Despite this, Powerhouse wasn’t a hugely successful album. It was well received by critics upon its release but sadly, Chester Thompson’s debut album wasn’t the most successful album that Black Jazz Records released.
Powerhouse was one of the most underrated albums that Black Jazz Records released during the five years it was in business. It’s a mixture of bebop, funk, hard bop, jazz-funk and soul-jazz.
The album opens with Mr. T which swings from the get-go as the band play as one. Meanwhile, Chester Thompson’s Hammond organ takes the track in the direction of soul-jazz. Playing a starring role is saxophonist Rudolph Johnson. His playing is emotive before he passes the baton to trombonist Al Hall. He also plays his part in the sound and success of the track. As if inspired, the young bandleader who unleashes a breathtaking solo his fingers dancing across the keyboard during this marriage of soul-jazz and what’s best described as Nu Bebop
Classic jazz is reinvented for an early seventies’ audience on The Trip. Again, saxophonist Rudolph Johnson plays a leading role as it bobs and weaves above the arrangement as it’s is played with power, passion and control. Meanwhile, the rest of the band play supporting role. Later, trombonist Al Hall takes centrestage before it’s the turn of Chester Thompson as he plays with speed and confidence. Each member of the band seems to inspire the next who raises their game. However, it’s the saxophone and then the bandleader’s Big Burner that steal the show on this trip as it swings towards a crescendo.
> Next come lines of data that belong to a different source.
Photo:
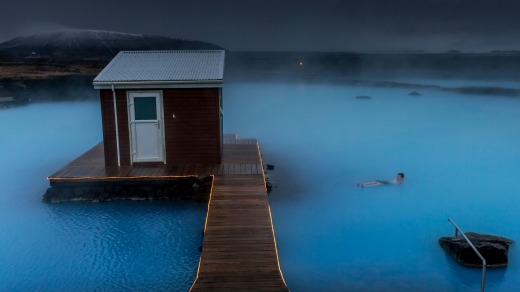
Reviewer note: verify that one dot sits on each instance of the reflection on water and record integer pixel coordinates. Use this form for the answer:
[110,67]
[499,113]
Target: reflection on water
[122,246]
[333,235]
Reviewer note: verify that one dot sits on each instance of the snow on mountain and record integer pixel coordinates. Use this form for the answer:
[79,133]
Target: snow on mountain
[77,44]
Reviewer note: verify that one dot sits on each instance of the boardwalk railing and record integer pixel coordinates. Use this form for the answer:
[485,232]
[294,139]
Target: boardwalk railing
[457,230]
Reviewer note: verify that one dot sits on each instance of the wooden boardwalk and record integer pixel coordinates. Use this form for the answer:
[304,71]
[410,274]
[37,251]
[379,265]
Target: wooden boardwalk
[239,250]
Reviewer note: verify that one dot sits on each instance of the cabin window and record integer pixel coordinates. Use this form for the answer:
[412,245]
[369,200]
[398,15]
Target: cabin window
[145,108]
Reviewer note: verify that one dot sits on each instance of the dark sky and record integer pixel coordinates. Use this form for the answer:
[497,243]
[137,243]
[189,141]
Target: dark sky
[321,25]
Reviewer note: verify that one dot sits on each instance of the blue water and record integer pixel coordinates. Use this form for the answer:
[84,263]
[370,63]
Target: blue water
[459,153]
[461,157]
[116,246]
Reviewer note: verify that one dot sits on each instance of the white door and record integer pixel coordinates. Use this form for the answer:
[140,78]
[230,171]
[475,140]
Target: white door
[146,129]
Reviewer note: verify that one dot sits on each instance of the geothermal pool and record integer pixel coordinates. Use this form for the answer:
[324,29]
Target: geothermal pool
[461,157]
[115,246]
[460,154]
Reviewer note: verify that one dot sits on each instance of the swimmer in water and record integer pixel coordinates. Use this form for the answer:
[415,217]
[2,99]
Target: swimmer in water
[399,179]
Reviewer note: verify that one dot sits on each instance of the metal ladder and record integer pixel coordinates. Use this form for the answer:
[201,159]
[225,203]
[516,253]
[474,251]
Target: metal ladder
[457,230]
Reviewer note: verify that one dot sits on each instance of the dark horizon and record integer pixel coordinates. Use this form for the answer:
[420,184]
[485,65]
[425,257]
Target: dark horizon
[306,25]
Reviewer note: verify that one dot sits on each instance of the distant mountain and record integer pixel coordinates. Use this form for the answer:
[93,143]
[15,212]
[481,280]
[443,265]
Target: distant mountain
[76,44]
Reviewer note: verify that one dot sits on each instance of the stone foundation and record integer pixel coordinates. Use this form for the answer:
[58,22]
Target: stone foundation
[192,188]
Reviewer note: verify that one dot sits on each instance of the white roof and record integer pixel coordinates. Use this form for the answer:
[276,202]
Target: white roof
[157,69]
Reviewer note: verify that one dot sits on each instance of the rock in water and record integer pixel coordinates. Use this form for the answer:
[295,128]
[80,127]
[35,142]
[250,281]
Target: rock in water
[493,248]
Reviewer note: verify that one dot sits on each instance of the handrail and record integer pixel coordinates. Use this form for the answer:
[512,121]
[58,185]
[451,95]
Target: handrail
[457,229]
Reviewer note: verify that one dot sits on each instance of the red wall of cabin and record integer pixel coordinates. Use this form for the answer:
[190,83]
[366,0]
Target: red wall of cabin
[193,136]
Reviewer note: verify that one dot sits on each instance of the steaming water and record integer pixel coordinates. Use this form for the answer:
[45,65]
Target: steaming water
[121,246]
[459,152]
[461,157]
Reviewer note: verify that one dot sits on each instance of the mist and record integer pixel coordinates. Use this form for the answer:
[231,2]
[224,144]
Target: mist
[332,25]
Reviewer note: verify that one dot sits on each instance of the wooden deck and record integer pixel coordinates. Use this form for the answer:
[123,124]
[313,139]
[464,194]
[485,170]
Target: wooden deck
[239,250]
[240,156]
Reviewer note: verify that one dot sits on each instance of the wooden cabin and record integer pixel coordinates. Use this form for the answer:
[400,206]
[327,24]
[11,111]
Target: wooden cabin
[162,107]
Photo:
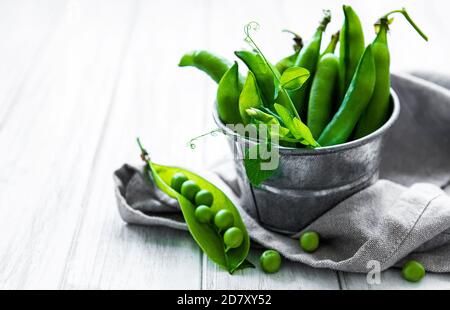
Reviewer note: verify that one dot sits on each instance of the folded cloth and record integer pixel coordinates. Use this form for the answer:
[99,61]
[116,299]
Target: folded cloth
[405,215]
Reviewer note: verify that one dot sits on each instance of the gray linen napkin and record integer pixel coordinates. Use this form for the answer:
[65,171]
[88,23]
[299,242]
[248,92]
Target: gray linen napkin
[405,215]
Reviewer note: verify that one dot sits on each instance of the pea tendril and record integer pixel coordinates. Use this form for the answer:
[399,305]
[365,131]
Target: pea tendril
[254,26]
[212,133]
[403,11]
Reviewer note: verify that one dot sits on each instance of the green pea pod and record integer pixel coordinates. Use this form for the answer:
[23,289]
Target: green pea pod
[208,239]
[332,45]
[286,62]
[355,102]
[228,92]
[249,98]
[323,92]
[308,58]
[351,47]
[289,61]
[377,111]
[262,73]
[208,62]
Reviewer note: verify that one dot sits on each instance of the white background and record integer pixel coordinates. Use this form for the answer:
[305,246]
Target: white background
[79,80]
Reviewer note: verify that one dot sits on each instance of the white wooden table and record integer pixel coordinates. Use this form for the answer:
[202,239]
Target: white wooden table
[81,79]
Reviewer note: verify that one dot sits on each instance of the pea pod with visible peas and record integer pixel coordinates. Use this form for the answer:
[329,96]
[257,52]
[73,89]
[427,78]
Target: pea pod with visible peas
[289,61]
[205,235]
[323,90]
[308,58]
[351,48]
[377,111]
[355,102]
[213,65]
[263,75]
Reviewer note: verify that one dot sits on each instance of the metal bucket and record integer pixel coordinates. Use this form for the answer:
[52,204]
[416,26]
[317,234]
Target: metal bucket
[309,182]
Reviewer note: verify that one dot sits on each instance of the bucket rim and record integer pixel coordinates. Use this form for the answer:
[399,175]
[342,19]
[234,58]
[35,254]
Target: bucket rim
[328,149]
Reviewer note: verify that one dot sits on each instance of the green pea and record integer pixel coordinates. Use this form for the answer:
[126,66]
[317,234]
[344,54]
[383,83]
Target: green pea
[189,189]
[413,271]
[177,180]
[204,214]
[309,241]
[270,261]
[204,197]
[224,219]
[233,238]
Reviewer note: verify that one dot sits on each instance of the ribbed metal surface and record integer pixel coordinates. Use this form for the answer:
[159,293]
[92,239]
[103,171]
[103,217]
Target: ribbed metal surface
[310,182]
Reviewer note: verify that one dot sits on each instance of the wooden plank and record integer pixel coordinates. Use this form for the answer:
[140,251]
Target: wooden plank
[52,136]
[292,276]
[164,105]
[25,29]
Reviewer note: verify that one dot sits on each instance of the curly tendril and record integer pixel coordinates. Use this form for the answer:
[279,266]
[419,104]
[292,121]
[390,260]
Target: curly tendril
[254,26]
[212,133]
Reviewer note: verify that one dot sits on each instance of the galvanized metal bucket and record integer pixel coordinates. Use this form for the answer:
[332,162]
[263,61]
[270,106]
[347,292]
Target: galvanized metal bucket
[309,182]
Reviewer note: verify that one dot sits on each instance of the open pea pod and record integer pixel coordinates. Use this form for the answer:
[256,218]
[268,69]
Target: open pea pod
[208,239]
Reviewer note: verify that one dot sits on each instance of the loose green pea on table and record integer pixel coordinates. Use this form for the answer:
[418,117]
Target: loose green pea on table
[270,261]
[315,97]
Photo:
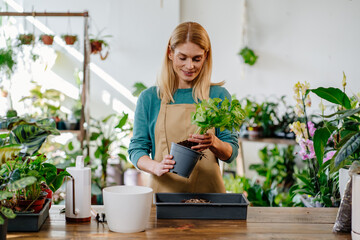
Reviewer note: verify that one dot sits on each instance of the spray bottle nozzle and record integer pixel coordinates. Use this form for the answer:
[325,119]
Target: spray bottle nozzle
[79,162]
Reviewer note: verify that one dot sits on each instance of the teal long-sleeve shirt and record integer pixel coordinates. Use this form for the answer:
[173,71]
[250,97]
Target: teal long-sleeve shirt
[146,113]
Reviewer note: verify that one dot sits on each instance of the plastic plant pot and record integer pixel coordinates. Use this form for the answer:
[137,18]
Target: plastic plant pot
[185,159]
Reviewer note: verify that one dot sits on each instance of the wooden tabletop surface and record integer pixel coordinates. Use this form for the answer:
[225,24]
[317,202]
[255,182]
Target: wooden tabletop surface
[261,223]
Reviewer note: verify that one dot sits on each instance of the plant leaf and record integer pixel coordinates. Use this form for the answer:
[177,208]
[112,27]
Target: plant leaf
[320,139]
[349,148]
[333,95]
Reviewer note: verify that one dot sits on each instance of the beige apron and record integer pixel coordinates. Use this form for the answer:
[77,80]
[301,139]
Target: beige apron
[173,125]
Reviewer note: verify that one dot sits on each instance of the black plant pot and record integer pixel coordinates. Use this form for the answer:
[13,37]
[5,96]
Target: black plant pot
[185,159]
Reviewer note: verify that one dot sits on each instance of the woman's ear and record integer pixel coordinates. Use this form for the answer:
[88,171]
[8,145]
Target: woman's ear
[170,54]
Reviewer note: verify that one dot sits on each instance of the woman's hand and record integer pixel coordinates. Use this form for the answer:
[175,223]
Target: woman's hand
[222,150]
[205,141]
[164,166]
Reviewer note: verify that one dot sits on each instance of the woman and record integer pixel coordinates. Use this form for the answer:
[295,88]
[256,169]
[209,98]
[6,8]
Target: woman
[163,115]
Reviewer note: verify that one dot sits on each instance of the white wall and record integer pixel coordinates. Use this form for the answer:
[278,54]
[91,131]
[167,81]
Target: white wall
[139,29]
[298,40]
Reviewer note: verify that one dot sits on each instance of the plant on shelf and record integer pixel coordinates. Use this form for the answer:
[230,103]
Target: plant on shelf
[107,136]
[69,39]
[25,39]
[248,55]
[97,42]
[47,39]
[316,185]
[139,87]
[260,117]
[20,158]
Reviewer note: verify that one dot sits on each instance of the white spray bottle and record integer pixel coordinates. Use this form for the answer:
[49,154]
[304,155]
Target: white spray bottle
[78,193]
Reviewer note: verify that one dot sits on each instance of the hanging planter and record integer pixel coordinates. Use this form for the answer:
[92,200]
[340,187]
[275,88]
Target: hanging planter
[69,39]
[97,43]
[25,39]
[47,39]
[248,55]
[97,47]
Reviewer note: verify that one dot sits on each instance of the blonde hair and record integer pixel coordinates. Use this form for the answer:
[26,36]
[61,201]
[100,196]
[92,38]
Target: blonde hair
[168,81]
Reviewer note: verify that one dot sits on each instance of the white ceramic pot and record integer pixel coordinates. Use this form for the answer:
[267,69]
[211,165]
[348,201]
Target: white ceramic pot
[127,208]
[355,209]
[344,177]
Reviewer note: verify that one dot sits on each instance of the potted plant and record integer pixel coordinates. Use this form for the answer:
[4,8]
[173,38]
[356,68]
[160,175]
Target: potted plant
[69,39]
[7,201]
[107,134]
[248,55]
[25,39]
[20,158]
[97,43]
[208,114]
[47,39]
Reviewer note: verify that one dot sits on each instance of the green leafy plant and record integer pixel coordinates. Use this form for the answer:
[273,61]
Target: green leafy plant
[47,39]
[69,39]
[139,87]
[6,196]
[20,157]
[248,56]
[278,165]
[7,61]
[25,39]
[97,42]
[106,135]
[211,114]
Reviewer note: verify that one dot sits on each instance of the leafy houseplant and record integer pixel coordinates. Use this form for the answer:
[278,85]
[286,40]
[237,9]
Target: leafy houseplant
[47,39]
[20,158]
[209,114]
[316,180]
[69,39]
[97,42]
[248,56]
[25,39]
[107,138]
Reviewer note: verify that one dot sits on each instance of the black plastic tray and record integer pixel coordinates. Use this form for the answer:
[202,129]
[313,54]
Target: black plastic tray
[29,222]
[221,206]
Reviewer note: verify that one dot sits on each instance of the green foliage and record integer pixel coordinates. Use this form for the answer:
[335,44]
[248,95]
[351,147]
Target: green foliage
[211,114]
[25,138]
[277,168]
[333,95]
[47,102]
[343,125]
[278,165]
[248,56]
[107,134]
[25,39]
[139,87]
[7,60]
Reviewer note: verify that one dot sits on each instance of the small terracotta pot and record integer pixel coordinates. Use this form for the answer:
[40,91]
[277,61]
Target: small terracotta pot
[96,47]
[70,39]
[47,39]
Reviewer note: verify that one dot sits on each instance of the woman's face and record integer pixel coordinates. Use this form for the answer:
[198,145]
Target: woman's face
[188,59]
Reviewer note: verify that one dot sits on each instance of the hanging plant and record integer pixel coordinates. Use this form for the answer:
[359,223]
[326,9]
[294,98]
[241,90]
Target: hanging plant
[69,39]
[25,39]
[248,55]
[47,39]
[97,43]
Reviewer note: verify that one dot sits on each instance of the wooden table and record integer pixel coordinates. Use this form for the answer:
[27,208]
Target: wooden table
[261,223]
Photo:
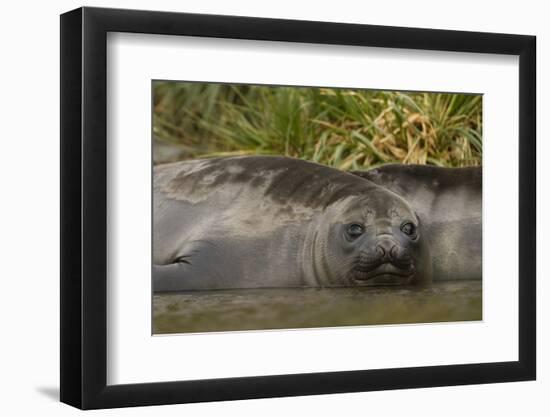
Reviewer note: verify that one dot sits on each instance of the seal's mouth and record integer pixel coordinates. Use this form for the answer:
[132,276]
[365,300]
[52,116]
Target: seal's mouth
[385,274]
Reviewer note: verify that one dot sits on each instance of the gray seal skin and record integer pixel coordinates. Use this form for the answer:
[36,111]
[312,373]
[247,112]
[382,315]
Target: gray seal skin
[261,222]
[449,204]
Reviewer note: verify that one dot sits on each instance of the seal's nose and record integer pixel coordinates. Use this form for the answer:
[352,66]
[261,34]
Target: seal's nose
[386,249]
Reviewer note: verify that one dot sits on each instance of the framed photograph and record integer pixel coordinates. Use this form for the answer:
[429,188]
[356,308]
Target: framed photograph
[258,208]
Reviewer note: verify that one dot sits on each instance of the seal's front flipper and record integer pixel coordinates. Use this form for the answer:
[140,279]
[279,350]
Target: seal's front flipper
[182,276]
[170,277]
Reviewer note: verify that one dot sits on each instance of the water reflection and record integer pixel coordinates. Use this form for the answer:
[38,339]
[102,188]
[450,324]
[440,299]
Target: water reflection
[207,311]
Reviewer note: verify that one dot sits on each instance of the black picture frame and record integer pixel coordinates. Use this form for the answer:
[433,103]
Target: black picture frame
[84,207]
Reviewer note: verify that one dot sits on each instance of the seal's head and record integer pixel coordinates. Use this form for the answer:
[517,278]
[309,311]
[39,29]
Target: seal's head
[374,239]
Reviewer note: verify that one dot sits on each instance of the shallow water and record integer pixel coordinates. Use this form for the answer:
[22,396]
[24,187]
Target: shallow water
[254,309]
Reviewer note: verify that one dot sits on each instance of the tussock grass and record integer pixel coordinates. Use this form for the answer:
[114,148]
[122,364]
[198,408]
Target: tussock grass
[346,129]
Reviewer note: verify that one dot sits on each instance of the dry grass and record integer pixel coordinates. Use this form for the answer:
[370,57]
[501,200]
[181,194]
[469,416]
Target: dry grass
[347,129]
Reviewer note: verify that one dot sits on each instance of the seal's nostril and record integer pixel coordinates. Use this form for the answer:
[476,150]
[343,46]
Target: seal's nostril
[393,252]
[386,249]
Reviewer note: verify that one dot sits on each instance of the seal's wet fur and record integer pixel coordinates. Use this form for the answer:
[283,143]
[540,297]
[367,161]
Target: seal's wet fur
[261,221]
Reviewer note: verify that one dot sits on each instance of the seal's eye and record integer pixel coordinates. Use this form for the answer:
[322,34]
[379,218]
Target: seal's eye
[355,230]
[409,229]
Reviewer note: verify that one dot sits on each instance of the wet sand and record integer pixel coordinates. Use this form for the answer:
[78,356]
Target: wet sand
[255,309]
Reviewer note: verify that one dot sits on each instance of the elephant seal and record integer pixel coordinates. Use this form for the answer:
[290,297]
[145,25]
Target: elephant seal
[266,221]
[449,204]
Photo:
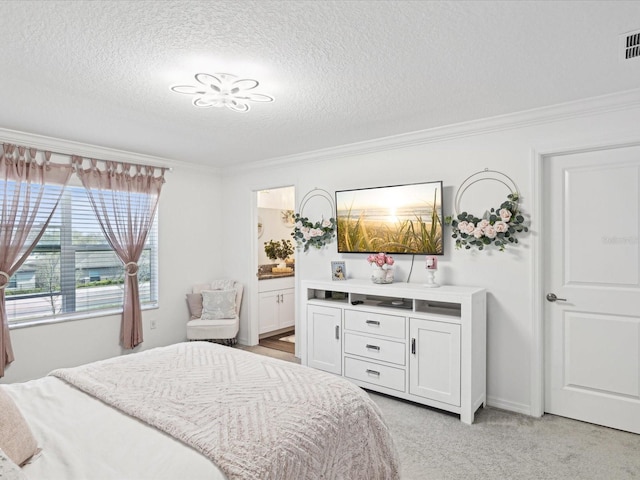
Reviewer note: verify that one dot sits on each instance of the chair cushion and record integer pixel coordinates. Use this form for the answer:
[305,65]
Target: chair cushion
[16,439]
[194,302]
[217,304]
[222,284]
[212,329]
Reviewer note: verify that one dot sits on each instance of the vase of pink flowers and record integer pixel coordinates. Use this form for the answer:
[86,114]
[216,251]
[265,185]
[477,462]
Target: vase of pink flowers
[382,265]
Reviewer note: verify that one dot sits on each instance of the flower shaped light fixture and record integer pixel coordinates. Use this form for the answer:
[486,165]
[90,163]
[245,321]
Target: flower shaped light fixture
[223,90]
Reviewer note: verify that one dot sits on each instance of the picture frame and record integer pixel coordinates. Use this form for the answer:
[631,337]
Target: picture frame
[338,271]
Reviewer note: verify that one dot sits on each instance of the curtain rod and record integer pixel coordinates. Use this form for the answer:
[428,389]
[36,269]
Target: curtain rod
[70,155]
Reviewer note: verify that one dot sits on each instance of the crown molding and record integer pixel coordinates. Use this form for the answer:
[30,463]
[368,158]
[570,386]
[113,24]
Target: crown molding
[70,147]
[580,108]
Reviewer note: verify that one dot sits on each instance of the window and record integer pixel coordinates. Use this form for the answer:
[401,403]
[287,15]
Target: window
[74,271]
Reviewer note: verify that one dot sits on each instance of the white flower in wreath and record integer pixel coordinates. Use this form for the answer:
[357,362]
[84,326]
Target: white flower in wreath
[505,214]
[490,231]
[498,226]
[501,227]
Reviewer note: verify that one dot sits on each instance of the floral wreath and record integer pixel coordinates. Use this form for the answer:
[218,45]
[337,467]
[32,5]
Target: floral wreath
[316,234]
[498,226]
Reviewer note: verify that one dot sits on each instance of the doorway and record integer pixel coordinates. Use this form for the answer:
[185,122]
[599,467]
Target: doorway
[591,279]
[276,269]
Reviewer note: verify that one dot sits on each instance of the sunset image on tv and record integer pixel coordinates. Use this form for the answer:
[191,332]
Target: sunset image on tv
[396,219]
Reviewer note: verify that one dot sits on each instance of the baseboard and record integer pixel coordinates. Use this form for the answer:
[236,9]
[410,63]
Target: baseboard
[510,406]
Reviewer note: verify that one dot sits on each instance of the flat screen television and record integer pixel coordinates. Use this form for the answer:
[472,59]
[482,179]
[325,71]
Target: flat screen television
[394,219]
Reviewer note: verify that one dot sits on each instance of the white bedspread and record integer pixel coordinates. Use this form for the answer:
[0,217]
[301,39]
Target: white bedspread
[256,417]
[83,439]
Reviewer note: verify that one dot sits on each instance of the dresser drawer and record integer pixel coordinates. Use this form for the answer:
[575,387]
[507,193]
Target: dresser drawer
[373,373]
[374,348]
[378,323]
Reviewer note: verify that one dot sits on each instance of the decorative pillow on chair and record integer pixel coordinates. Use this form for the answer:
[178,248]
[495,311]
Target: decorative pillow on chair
[218,304]
[16,439]
[194,302]
[222,284]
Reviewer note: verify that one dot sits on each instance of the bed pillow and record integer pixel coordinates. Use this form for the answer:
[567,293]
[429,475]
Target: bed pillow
[8,469]
[16,439]
[218,304]
[194,302]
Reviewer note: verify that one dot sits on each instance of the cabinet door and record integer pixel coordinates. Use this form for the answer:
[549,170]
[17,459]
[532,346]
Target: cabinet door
[269,307]
[324,334]
[434,360]
[287,308]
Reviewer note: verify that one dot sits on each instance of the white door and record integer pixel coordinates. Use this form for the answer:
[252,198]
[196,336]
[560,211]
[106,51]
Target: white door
[324,338]
[287,308]
[269,308]
[592,330]
[434,363]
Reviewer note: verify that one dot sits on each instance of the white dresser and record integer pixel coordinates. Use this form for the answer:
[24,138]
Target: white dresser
[427,345]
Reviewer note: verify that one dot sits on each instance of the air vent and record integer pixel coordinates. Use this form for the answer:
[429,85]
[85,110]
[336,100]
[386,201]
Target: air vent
[630,45]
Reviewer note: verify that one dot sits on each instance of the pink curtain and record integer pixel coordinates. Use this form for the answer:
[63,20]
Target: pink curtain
[125,204]
[30,192]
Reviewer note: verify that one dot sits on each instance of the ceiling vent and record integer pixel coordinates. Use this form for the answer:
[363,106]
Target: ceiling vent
[630,45]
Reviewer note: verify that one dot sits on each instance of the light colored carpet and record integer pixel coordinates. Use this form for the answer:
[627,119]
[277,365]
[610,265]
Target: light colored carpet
[504,445]
[501,445]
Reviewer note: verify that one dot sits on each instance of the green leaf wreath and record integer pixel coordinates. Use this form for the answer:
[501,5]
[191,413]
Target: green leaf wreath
[311,234]
[497,226]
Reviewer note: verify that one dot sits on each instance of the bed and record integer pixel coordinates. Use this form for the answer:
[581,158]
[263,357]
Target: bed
[199,410]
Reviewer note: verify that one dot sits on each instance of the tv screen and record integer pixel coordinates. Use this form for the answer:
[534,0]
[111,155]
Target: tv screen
[394,219]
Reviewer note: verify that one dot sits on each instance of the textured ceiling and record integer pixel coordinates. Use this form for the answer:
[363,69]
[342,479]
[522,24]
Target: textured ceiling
[99,72]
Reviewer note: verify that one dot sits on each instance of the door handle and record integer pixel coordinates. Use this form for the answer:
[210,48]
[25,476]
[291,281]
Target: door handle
[551,297]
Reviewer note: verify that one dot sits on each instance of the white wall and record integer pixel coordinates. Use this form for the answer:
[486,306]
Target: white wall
[190,247]
[506,144]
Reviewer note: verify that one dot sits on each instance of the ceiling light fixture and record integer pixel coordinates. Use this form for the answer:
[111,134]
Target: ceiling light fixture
[223,90]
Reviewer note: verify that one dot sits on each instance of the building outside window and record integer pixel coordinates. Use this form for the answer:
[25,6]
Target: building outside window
[73,271]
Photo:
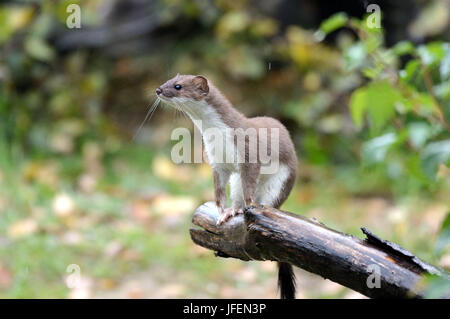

It’s all change on Weird Harold which is much funkier than previous tracks. The band locks into a groove and saxophonist Rudolph Johnson plays with a power and ferocity that’s reminiscent of Eddie Harris. He unleashes blistering bursts before Chester Thompson jabs and stabs at his keyboard as drums pound and drive this fusion of soul-jazz, funk and jazz-funk. It’s the highlight of the album.
Powerhouse closes with the title-track. It’s a mid-tempo track with the sultriest of grooves. Black Jazz Records had high hopes for the track when they released it as a single. Sadly, it was the one that got away for Chester Thompson.
When Chester Thompson released Powerhouse it was the sixth release that Black Jazz Records had released during 1971. Just like the title-track, the album wasn’t a commercial success. Despite having a distribution network and a budget to promote the album it failed to find the audience it deserved.
This left the cofounders of Black Jazz Records and Chester Thompson wondering what went wrong? The young bandleader had led a band that combined bebop, funk, hard bop, jazz-funk and soul-jazz. It was album that combined the music of the past and the present. Chester Thompson was looking to the future. However, the future of jazz was fusion which he would soon embrace.
Maybe Powerhouse had been released on a label like Blue Note Records it might have been more successful and reached a wider audience? It was maybe a case of the wrong label for Chester Thompson’s debut album?
Fifty years year later, and Powerhouse which was once an underrated album is belatedly starting to find the new and wider audience that it deserves.